Incredibly, Saba was unconscious but alive. She had jerked her head as the gun went off, and the bullet tore through the left side of her face but didn’t kill her. The river water revived her, and she clawed her way out of the sack and crawled onto land. She staggered toward a gasoline station, and someone called for help.
About every 90 minutes, an honor killing unfolds somewhere in the world, usually in a Muslim country. Pakistan alone has more than 1,000 a year, and the killers often go unpunished.
Watching the documentary about Saba, “
A Girl in the River: The Price of Forgiveness,” I kept thinking that just as in the 19th century the central moral challenge for the world was slavery, and in the 20th century it was totalitarianism, in this century the foremost moral issue is the abuse and oppression that is the lot of so many women and girls around the world.
I don’t know whether “A Girl in the River” will win an Oscar in its category, short subject documentary, but it is already making a difference. Citing the film, Prime Minister Nawaz Sharif of Pakistan has
promised to change the country’s laws so as to crack down on honor killings.
Saba’s story underscores how the existing law lets people literally get away with murder when honor is the excuse. After doctors saved Saba’s life — as police officers guarded the door so her father didn’t return to finish the job — she was determined to prosecute her father and uncle.
“They should be shot in public in an open market,” she told the filmmaker, Sharmeen Obaid-Chinoy, “so that such a thing never happens again.”
The police arrested Saba’s father, Maqsood, and the uncle, Muhammad, and their defense was that they did the right thing.
“She took away our honor,” Maqsood said from his jail cell. “If you put one drop of piss in a gallon of milk, the whole thing gets destroyed. That’s what she has done. … So I said, ‘No, I will kill you myself.’”
Maqsood said that after shooting Saba he went home and told his wife, “I have gone and killed your daughter.” He added: “My wife cried. What else could she do? I am her husband. She is just my wife.”

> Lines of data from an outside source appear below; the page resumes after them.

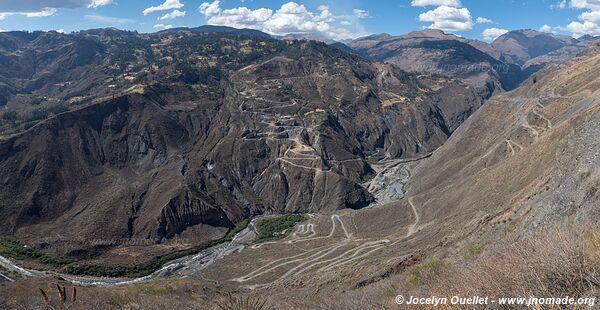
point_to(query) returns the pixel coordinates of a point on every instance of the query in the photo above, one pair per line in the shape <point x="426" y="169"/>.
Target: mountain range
<point x="162" y="156"/>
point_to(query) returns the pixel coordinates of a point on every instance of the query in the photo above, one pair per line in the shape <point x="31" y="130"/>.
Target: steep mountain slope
<point x="434" y="51"/>
<point x="520" y="46"/>
<point x="277" y="127"/>
<point x="528" y="160"/>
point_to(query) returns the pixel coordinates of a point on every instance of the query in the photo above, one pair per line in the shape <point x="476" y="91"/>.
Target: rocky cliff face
<point x="527" y="160"/>
<point x="472" y="61"/>
<point x="294" y="129"/>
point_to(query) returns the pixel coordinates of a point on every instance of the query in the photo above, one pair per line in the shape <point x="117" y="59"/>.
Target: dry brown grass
<point x="556" y="263"/>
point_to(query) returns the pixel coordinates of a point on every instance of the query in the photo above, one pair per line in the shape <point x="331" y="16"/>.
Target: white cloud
<point x="559" y="5"/>
<point x="546" y="28"/>
<point x="589" y="21"/>
<point x="108" y="19"/>
<point x="423" y="3"/>
<point x="27" y="6"/>
<point x="290" y="18"/>
<point x="483" y="20"/>
<point x="99" y="3"/>
<point x="448" y="18"/>
<point x="491" y="34"/>
<point x="43" y="13"/>
<point x="162" y="26"/>
<point x="5" y="15"/>
<point x="578" y="29"/>
<point x="361" y="13"/>
<point x="586" y="4"/>
<point x="172" y="15"/>
<point x="167" y="5"/>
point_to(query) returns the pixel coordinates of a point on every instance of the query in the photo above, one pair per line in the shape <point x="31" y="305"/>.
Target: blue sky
<point x="479" y="19"/>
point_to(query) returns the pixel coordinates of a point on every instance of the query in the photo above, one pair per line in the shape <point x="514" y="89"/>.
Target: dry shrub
<point x="555" y="263"/>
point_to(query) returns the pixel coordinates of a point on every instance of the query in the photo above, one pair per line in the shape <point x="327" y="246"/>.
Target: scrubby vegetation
<point x="10" y="247"/>
<point x="277" y="226"/>
<point x="554" y="263"/>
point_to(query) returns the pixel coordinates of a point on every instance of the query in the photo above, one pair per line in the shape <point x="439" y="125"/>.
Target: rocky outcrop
<point x="295" y="131"/>
<point x="434" y="51"/>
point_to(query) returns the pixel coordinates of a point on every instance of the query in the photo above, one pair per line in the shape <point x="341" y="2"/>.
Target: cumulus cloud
<point x="546" y="28"/>
<point x="589" y="21"/>
<point x="448" y="18"/>
<point x="290" y="18"/>
<point x="43" y="13"/>
<point x="39" y="5"/>
<point x="45" y="8"/>
<point x="108" y="19"/>
<point x="491" y="34"/>
<point x="99" y="3"/>
<point x="361" y="13"/>
<point x="423" y="3"/>
<point x="559" y="5"/>
<point x="483" y="20"/>
<point x="162" y="26"/>
<point x="172" y="15"/>
<point x="167" y="5"/>
<point x="586" y="4"/>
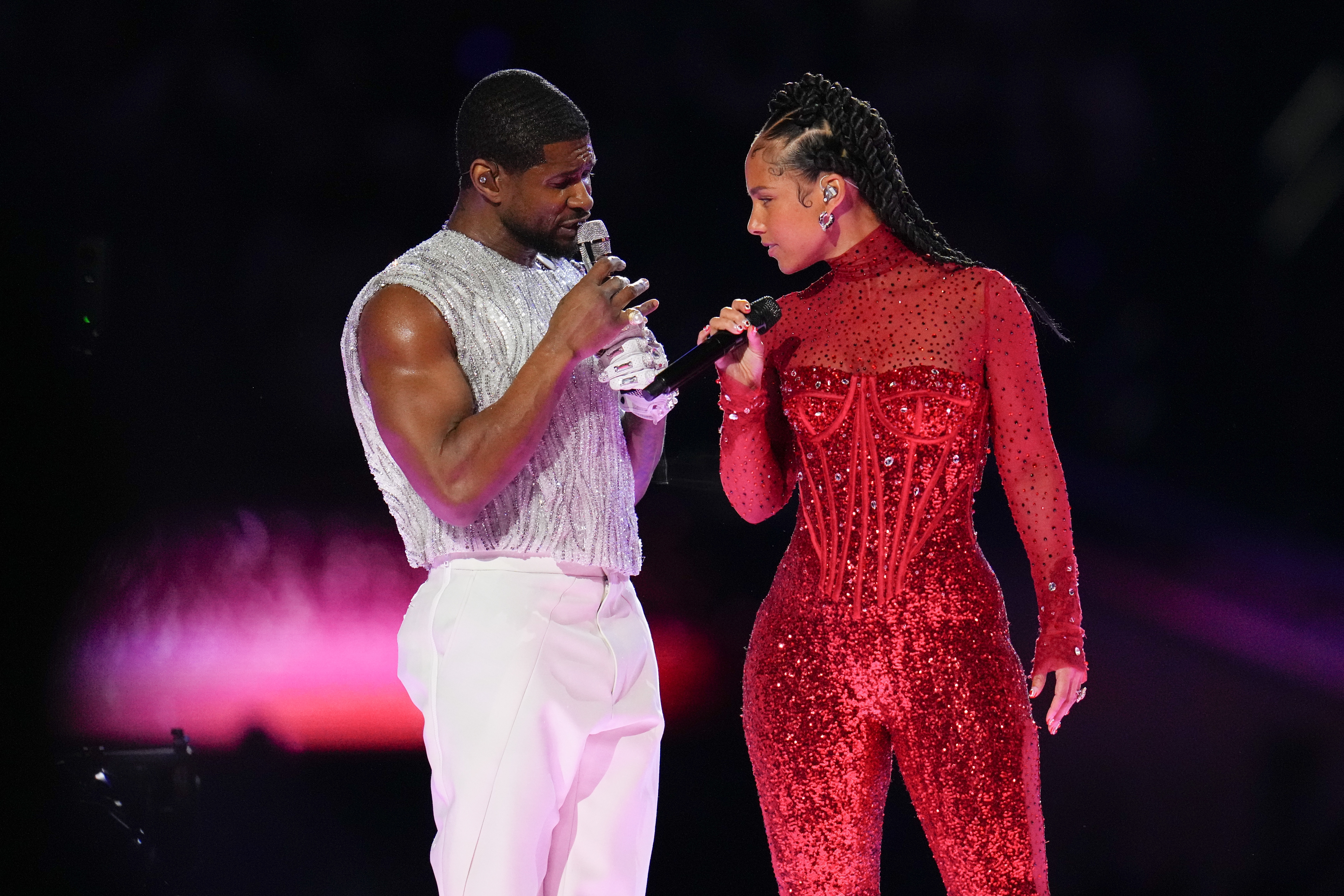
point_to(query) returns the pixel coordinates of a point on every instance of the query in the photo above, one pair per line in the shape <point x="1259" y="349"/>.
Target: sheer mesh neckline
<point x="873" y="256"/>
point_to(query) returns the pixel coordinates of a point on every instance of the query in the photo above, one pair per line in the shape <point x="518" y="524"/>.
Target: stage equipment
<point x="765" y="314"/>
<point x="595" y="242"/>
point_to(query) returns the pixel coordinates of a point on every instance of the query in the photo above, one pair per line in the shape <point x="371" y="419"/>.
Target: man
<point x="493" y="428"/>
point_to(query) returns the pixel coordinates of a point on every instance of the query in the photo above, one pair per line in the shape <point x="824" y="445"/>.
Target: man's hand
<point x="593" y="315"/>
<point x="634" y="361"/>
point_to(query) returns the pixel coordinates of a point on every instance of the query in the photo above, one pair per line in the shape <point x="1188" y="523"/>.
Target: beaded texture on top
<point x="885" y="632"/>
<point x="574" y="500"/>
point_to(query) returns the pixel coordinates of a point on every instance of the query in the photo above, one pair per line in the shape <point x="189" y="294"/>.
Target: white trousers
<point x="542" y="725"/>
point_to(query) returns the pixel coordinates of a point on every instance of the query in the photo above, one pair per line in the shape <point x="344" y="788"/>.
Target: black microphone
<point x="765" y="314"/>
<point x="595" y="242"/>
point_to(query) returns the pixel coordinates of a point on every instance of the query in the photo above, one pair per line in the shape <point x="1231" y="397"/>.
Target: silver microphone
<point x="595" y="242"/>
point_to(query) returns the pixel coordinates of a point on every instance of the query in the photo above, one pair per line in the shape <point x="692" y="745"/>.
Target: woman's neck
<point x="854" y="228"/>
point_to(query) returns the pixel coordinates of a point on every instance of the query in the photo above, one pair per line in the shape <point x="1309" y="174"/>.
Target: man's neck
<point x="478" y="220"/>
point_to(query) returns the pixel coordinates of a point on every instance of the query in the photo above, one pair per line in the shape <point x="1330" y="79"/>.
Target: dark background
<point x="212" y="183"/>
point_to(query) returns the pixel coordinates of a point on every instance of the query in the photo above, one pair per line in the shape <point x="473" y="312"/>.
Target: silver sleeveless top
<point x="574" y="500"/>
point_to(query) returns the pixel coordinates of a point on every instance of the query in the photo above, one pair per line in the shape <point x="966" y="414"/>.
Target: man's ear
<point x="486" y="181"/>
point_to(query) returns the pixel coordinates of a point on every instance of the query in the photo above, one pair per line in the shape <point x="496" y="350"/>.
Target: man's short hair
<point x="509" y="119"/>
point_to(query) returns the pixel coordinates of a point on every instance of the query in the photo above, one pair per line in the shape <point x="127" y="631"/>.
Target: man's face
<point x="544" y="206"/>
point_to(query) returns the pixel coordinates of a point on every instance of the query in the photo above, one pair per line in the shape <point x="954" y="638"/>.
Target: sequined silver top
<point x="574" y="500"/>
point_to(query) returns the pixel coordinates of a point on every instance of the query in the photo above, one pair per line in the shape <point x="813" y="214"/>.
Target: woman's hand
<point x="745" y="365"/>
<point x="1069" y="690"/>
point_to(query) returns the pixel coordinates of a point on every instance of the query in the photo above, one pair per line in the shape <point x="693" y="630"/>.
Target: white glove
<point x="634" y="361"/>
<point x="650" y="409"/>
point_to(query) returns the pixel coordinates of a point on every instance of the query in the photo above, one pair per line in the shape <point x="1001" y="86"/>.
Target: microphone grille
<point x="765" y="314"/>
<point x="593" y="242"/>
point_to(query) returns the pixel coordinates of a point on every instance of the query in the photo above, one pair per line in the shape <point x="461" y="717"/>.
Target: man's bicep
<point x="409" y="365"/>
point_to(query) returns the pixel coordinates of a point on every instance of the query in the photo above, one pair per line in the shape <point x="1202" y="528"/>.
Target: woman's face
<point x="788" y="228"/>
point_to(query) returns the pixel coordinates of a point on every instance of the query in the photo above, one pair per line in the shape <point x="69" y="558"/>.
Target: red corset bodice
<point x="885" y="386"/>
<point x="882" y="460"/>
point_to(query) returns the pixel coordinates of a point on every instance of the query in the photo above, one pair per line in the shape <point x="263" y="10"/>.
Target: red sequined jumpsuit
<point x="885" y="632"/>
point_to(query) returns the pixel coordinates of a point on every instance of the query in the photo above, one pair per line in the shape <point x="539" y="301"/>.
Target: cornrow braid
<point x="824" y="128"/>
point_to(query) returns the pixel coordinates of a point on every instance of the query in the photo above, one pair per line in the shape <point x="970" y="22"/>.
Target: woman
<point x="880" y="397"/>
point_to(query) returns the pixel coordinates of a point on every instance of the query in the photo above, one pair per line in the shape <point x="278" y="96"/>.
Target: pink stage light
<point x="251" y="625"/>
<point x="283" y="627"/>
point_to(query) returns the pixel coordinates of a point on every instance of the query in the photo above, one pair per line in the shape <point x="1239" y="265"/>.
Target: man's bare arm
<point x="456" y="457"/>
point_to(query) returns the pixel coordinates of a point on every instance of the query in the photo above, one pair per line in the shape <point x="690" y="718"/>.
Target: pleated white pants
<point x="542" y="725"/>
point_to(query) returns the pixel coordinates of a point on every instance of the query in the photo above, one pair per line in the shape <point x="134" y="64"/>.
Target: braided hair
<point x="826" y="129"/>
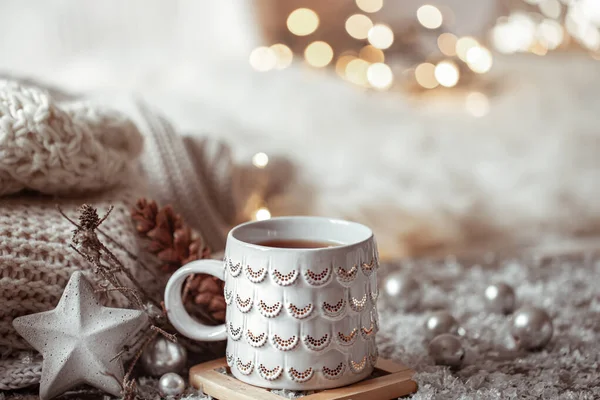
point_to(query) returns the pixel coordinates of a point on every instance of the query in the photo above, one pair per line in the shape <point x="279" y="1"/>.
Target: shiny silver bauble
<point x="402" y="292"/>
<point x="446" y="349"/>
<point x="440" y="322"/>
<point x="500" y="298"/>
<point x="162" y="356"/>
<point x="171" y="384"/>
<point x="531" y="327"/>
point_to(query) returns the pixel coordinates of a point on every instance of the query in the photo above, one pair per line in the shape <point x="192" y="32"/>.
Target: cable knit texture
<point x="73" y="149"/>
<point x="61" y="148"/>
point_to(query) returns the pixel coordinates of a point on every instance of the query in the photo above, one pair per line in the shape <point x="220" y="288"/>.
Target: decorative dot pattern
<point x="234" y="269"/>
<point x="243" y="305"/>
<point x="347" y="275"/>
<point x="256" y="340"/>
<point x="245" y="368"/>
<point x="300" y="313"/>
<point x="358" y="305"/>
<point x="358" y="367"/>
<point x="317" y="344"/>
<point x="298" y="376"/>
<point x="270" y="311"/>
<point x="335" y="309"/>
<point x="317" y="279"/>
<point x="334" y="373"/>
<point x="269" y="374"/>
<point x="255" y="276"/>
<point x="285" y="279"/>
<point x="347" y="340"/>
<point x="367" y="332"/>
<point x="284" y="344"/>
<point x="235" y="333"/>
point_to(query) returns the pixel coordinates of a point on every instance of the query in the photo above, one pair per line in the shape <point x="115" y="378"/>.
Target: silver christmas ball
<point x="162" y="356"/>
<point x="440" y="322"/>
<point x="171" y="384"/>
<point x="402" y="292"/>
<point x="500" y="298"/>
<point x="531" y="327"/>
<point x="446" y="349"/>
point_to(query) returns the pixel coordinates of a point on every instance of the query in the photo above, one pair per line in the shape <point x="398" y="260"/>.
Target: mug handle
<point x="176" y="312"/>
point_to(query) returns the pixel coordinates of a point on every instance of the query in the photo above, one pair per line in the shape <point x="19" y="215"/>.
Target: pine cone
<point x="175" y="244"/>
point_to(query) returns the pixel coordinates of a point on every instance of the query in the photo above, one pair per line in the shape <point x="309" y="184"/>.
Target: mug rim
<point x="367" y="233"/>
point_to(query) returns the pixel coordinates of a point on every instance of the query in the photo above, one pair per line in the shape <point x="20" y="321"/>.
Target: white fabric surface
<point x="422" y="174"/>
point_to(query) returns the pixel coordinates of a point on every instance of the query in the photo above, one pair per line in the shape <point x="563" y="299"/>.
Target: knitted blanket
<point x="55" y="153"/>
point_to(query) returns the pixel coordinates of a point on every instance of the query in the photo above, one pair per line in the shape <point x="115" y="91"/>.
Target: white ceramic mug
<point x="297" y="318"/>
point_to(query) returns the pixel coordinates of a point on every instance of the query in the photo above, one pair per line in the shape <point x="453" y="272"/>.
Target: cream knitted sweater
<point x="54" y="153"/>
<point x="69" y="152"/>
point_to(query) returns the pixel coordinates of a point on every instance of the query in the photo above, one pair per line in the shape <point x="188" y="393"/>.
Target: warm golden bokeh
<point x="303" y="21"/>
<point x="318" y="54"/>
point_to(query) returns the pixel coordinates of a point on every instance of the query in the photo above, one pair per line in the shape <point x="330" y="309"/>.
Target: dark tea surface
<point x="296" y="244"/>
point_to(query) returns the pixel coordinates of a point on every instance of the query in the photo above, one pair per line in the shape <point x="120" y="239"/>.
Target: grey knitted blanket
<point x="567" y="368"/>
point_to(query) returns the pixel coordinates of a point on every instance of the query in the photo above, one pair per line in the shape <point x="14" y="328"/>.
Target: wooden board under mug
<point x="390" y="380"/>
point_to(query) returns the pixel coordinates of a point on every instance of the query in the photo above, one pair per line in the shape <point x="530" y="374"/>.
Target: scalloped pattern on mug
<point x="235" y="333"/>
<point x="358" y="367"/>
<point x="300" y="313"/>
<point x="229" y="357"/>
<point x="228" y="296"/>
<point x="243" y="305"/>
<point x="346" y="275"/>
<point x="300" y="376"/>
<point x="285" y="279"/>
<point x="334" y="373"/>
<point x="370" y="267"/>
<point x="374" y="295"/>
<point x="270" y="311"/>
<point x="347" y="340"/>
<point x="373" y="356"/>
<point x="256" y="340"/>
<point x="317" y="279"/>
<point x="367" y="332"/>
<point x="317" y="344"/>
<point x="234" y="269"/>
<point x="255" y="276"/>
<point x="358" y="304"/>
<point x="334" y="310"/>
<point x="244" y="368"/>
<point x="284" y="344"/>
<point x="269" y="374"/>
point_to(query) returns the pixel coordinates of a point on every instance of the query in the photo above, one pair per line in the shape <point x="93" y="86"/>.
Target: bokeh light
<point x="303" y="21"/>
<point x="479" y="59"/>
<point x="260" y="160"/>
<point x="446" y="73"/>
<point x="318" y="54"/>
<point x="381" y="36"/>
<point x="477" y="104"/>
<point x="425" y="75"/>
<point x="369" y="5"/>
<point x="447" y="44"/>
<point x="283" y="55"/>
<point x="341" y="64"/>
<point x="463" y="45"/>
<point x="380" y="76"/>
<point x="371" y="54"/>
<point x="429" y="16"/>
<point x="263" y="59"/>
<point x="356" y="71"/>
<point x="358" y="26"/>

Perpetrators of honor killings often are not prosecuted because Pakistani law allows families of victims to forgive a killing. So a man kills his daughter, the rest of the family forgives him, and he’s off the hook.
Tremendous pressure was applied to Saba by community elders to pardon her father and uncle. In the end, her husband’s older brother — the head of her new family — told her to forgive and move on. “There is no other way,” he said. “We have to live in the same neighborhood.”
Saba complied, and her father and uncle were released from prison. “After this incident, everyone says I am more respected,” her father boasted. “I can proudly say that for generations to come none of my descendants will ever think of doing what Saba did.” The families still live near each other, although the father insists he will not try again to kill Saba.
“I wanted to start a national discourse about the issue,” says
Obaid-Chinoy, the film’s director. “Until we send people to jail and make examples of them, honor killings will continue.”
Since 9/11, the United States has spent billions of dollars reshaping Afghanistan and Pakistan with the military toolbox; I suspect we would have achieved more if we had relied to a greater extent on the education and women’s empowerment toolboxes.
A starting point would be to encourage governments to protect teenage girls from fathers who want to murder them. Chipping away at this broad pattern of gender injustice is in the interest of all of us. It is our century’s great unfinished business.